Should we be comforted or unnerved by the fact that bitcoin was the top performing currency last year?
Probably a bit more of the latter than the former.
The Money Project, which exists as a collaboration between Visual Capitalist and Texas Precious Metals, noted that the cryptocurrency notched a 35 percent gain over the course of the year (ending at a value of $429). Compare that the dollar’s 8 percent rise over the same period, and the greenback looks, well, dodgy by comparison, even as measured by a basket of other currencies.
True, the fact is that the Federal Reserve gave some real backing to the dollar’s rise – first in the form of speculation about rate hikes, then ruminations via Fed minutes about rate hikes and then rate hikes – means that investors, retail and professional alike, see value in the dollar.
Conversely, gold was off 10 percent, and some currencies saw massive downturns, such as the Russian ruble (off nearly 21 percent) and Ukraine’s hryvnia, which plummeted about 34 percent. Just goes to show what some real saber rattling will do.
So, what, then to make of bitcoin, a currency that exists in the minds of investors and on computer screens? True, all currency, to a certain extent, exists as an intangible form of agreement, and trust, between the buyers and sellers and nations that choose to honor that fiat.
But bitcoin saw a 5,400 percent rise in value in 2013, then got shaved by half in 2014, and then, as just mentioned, gained ground this year. That’s less of a currency than a theme park ride. The fact that blockchain got a lot of press this year, and investments from banks, and certainly seems viable from a technology standpoint, has at least something to do with bitcoin’s boost.
The fact that these companies are looking to utilize blockchain-like technologies disconnected from bitcoin, speaks volumes to the hesitancy to embrace the cryptocurrency fully. The movement to decouple the currency from the technology, which does have its attractions in the form of decentralized networks and standard protocols, is akin to acknowledging that the people who are trafficking in the currency really are just speculating.

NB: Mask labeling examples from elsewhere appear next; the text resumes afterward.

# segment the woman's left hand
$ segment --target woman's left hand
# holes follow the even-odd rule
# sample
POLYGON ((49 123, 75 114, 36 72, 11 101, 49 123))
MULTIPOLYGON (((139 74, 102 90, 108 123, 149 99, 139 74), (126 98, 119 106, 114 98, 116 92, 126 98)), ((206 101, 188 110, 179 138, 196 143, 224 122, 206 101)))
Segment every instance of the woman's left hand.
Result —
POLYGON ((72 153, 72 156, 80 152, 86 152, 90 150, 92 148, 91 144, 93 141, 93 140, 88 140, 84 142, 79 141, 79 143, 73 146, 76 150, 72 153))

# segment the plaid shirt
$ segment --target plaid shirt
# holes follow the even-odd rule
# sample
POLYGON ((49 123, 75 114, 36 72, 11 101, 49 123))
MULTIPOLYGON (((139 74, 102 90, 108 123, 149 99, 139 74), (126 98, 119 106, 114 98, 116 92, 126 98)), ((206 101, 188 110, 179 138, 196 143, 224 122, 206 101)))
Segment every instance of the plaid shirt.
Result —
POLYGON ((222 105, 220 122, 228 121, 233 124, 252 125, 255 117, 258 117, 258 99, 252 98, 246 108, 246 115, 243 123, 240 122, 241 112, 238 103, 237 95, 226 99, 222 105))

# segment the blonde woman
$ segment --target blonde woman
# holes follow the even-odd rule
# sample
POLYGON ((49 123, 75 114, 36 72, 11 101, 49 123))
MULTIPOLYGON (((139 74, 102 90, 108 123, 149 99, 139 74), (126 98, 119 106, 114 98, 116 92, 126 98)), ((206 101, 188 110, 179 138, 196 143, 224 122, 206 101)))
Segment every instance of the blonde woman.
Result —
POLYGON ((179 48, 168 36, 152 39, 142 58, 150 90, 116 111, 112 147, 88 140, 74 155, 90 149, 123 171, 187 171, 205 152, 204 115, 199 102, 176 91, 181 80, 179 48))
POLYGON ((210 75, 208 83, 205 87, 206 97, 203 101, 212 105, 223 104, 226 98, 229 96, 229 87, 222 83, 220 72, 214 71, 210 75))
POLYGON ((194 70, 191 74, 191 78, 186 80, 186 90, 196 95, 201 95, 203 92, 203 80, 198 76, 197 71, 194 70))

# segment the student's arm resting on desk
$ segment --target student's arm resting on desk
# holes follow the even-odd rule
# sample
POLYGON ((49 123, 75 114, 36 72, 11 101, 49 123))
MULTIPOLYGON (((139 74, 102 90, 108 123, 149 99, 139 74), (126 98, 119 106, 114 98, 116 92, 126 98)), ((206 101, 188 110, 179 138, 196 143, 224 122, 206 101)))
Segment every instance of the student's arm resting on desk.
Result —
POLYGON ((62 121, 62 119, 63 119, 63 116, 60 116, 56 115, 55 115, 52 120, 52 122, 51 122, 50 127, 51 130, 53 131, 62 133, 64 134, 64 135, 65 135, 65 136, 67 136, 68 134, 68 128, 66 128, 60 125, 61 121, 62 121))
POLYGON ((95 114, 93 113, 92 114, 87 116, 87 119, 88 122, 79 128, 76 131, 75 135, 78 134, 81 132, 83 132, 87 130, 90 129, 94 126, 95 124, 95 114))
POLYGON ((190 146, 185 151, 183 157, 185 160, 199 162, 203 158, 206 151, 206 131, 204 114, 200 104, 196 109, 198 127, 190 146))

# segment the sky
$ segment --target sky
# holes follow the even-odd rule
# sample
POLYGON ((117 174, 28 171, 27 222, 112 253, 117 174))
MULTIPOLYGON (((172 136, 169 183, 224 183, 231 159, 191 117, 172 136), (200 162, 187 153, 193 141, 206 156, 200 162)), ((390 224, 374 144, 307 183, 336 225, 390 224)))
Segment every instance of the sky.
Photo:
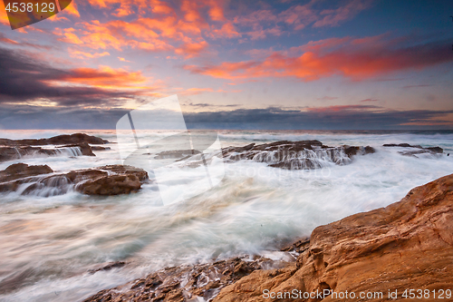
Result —
POLYGON ((114 129, 178 94, 189 128, 453 130, 453 1, 73 0, 12 30, 0 129, 114 129))

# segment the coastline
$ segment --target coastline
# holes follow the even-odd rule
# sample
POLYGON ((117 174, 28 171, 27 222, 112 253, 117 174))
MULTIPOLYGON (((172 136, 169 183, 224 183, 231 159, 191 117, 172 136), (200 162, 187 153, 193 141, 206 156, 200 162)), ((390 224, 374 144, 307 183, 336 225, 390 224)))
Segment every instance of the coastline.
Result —
POLYGON ((167 268, 83 301, 327 302, 338 298, 334 293, 349 293, 352 301, 372 293, 367 301, 387 301, 417 291, 437 301, 453 289, 452 220, 450 174, 386 208, 316 228, 309 239, 282 248, 293 261, 255 256, 167 268))
MULTIPOLYGON (((203 195, 169 208, 149 204, 159 197, 155 180, 145 170, 120 165, 118 144, 111 136, 101 135, 101 140, 63 133, 44 140, 4 140, 6 153, 2 163, 5 170, 0 171, 0 191, 5 207, 0 235, 11 239, 8 257, 24 255, 30 265, 24 269, 14 268, 12 262, 5 269, 6 278, 2 279, 0 294, 6 300, 17 300, 48 284, 50 288, 34 299, 81 301, 90 297, 87 301, 134 300, 115 296, 118 293, 154 301, 242 299, 236 289, 227 294, 230 286, 245 287, 241 282, 246 282, 255 287, 256 280, 249 278, 261 272, 277 278, 299 271, 299 258, 310 250, 310 241, 303 239, 283 247, 284 243, 309 235, 317 226, 386 207, 410 188, 452 170, 448 154, 451 146, 445 139, 437 138, 441 143, 438 145, 430 139, 406 141, 406 136, 391 140, 341 136, 330 141, 322 137, 322 141, 293 136, 270 140, 271 135, 263 141, 235 134, 217 154, 227 167, 226 182, 211 192, 212 197, 211 193, 203 195), (394 170, 396 178, 390 175, 394 170), (250 175, 250 170, 256 173, 250 175), (344 195, 339 196, 339 191, 344 195), (399 193, 395 197, 389 194, 391 191, 399 193), (30 215, 22 214, 24 210, 30 215), (159 217, 157 212, 163 215, 159 217), (82 223, 72 224, 76 221, 82 223), (124 223, 124 229, 117 229, 118 221, 124 223), (43 222, 54 223, 42 230, 24 229, 43 222), (169 230, 172 236, 160 237, 169 230), (34 238, 51 239, 42 241, 47 242, 41 250, 48 251, 48 258, 36 262, 39 249, 20 249, 26 247, 21 241, 33 244, 34 238), (223 246, 213 243, 216 240, 223 246), (52 254, 53 245, 59 247, 59 255, 52 254), (71 245, 78 246, 76 253, 72 253, 71 245), (87 251, 93 254, 87 255, 87 251), (172 254, 166 256, 169 252, 172 254), (180 256, 194 257, 185 260, 178 258, 180 256), (66 264, 54 263, 63 275, 47 278, 44 274, 52 274, 53 268, 46 263, 62 257, 66 264), (154 265, 153 261, 162 262, 154 265), (82 290, 81 283, 68 288, 66 276, 82 283, 82 290), (110 297, 112 292, 116 294, 110 297)), ((157 157, 170 157, 182 163, 190 161, 185 150, 163 151, 157 157)), ((197 167, 201 162, 192 163, 188 168, 199 170, 197 167)), ((283 282, 284 276, 277 279, 283 282)), ((258 283, 265 283, 267 278, 259 277, 258 283)), ((313 290, 333 290, 329 282, 313 290)), ((308 293, 297 288, 275 291, 269 287, 256 297, 244 298, 267 297, 265 300, 269 300, 273 295, 293 294, 293 290, 299 298, 308 293)))

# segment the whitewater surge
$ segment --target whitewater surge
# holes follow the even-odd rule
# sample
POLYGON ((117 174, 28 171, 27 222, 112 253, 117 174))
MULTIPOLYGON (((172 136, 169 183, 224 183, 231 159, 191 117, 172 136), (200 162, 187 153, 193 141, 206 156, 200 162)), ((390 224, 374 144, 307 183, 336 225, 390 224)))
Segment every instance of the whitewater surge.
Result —
MULTIPOLYGON (((114 132, 88 133, 115 141, 114 132)), ((156 139, 166 132, 141 135, 156 139)), ((43 134, 5 132, 0 136, 43 134)), ((269 254, 279 243, 307 236, 321 224, 386 206, 416 186, 453 173, 451 155, 415 158, 402 156, 399 147, 382 147, 408 142, 439 146, 445 153, 453 153, 451 133, 221 132, 219 137, 223 147, 314 139, 333 147, 287 154, 261 152, 252 159, 226 161, 219 185, 165 207, 159 203, 156 183, 145 184, 131 195, 89 197, 75 192, 63 178, 41 189, 36 183, 43 183, 45 176, 32 178, 21 188, 24 190, 0 195, 0 299, 78 301, 167 266, 269 254), (370 145, 377 151, 350 159, 335 147, 345 144, 370 145), (312 160, 319 169, 268 166, 282 159, 312 160), (33 193, 21 195, 33 184, 33 193), (127 264, 89 272, 111 261, 127 264)), ((74 156, 77 153, 67 151, 62 156, 2 162, 0 169, 24 162, 66 172, 120 163, 118 146, 110 147, 95 151, 96 157, 74 156)), ((129 148, 134 148, 134 141, 129 148)), ((168 174, 165 180, 178 187, 204 171, 203 166, 186 169, 188 180, 168 174)))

Currencies are designed to give at least some measure of stability to a user’s purchasing power – a tenet violated by bitcoin’s extraordinary volatility. There’s no real backing to a bitcoin, in terms of goods or services, or gold, or, well, anything. There’s only several million bitcoins in “existence,” which proponents liken to gold and its own finite availability. But the lack of value inherent in the bitcoin itself, at least as agreed upon by involved parties, means there is ultimately a lack of liquidity (and hence, major price swings).
Look for more crazy action in this cryptocurrency as interest rates in the United States are likely to keep rising, and at least some devaluation in currencies around the globe (China, possibly, yet again). That means you can look for bitcoin to rise again … look, but don’t touch.